"Speak when you want any," he said. "It will be share and share alike here for us till they come to finish us.
"And now, tell me about yourself. I have always been curious about you. I heard all about you when you first got into trouble and I was told that the official report of your death was fictitious, invented by underlings too clumsy to capture you and fearful of the consequences of their incompetence. Also I heard unimpeachable testimony that you were alive later and had been seen in Rome with Maternus and outside Rome, the next summer, with the mutineers from Britain. I have often wondered how you got into such company. Tell me how you came to be with Maternus."
I saw no utility in any further dissimulation of anything or in any reticence; I began with our springtime stay at the farm in the mountains, and told my story in detail, from that hour.
When I came to my visit, along with Maternus, to the Temple of Mercury and mentioned how Maternus had warned me that we were being watched, and how I had shot one glance towards the watchers and had recognized one of them, he interrupted me and, without enquiring where I had seen him before, asked for a description of the watcher I had recognized. I gave it as well as I could and he said:
"That was my brother, Marcus Galvius Crispinillus, now dead. It was he who told me that he had seen you with Maternus. Go on."

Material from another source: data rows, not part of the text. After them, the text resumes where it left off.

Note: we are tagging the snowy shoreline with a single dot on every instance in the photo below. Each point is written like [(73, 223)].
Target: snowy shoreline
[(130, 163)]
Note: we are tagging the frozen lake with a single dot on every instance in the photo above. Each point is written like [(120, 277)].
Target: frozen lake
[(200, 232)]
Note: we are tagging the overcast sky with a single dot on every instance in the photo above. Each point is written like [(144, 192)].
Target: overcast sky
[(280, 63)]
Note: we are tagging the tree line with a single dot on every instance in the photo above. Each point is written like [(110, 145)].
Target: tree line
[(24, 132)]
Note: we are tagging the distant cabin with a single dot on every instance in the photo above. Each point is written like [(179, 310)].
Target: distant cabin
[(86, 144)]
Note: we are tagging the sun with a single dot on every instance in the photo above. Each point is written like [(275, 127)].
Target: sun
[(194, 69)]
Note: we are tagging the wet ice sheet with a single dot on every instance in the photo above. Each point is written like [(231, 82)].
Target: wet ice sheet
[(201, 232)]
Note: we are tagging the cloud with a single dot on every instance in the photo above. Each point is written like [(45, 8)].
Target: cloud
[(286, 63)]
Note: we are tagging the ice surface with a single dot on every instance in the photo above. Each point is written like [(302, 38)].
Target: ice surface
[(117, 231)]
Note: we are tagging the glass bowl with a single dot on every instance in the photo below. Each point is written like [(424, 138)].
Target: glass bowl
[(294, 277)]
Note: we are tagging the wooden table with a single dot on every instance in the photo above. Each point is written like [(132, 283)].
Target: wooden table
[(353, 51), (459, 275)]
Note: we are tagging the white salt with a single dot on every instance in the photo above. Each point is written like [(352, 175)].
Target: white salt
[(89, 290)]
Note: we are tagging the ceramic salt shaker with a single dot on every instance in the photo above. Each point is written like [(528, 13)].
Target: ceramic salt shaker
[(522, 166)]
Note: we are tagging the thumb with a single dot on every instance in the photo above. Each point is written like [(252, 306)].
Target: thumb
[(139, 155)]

Again, when I spoke of recognizing Crispinillus by the wayside as I passed with the mutineers he interjected:
"Yes, he told me he saw you there."
And later, when I spoke of being found with Agathemer after the massacre, separated from him and led off to the ergastulum at Nuceria he remarked:
"I can't conceive how my brother missed you. Nor could he. He looked for you among the corpses and went over the survivors twice in search of you."
"I did not see him after the massacre," I declared.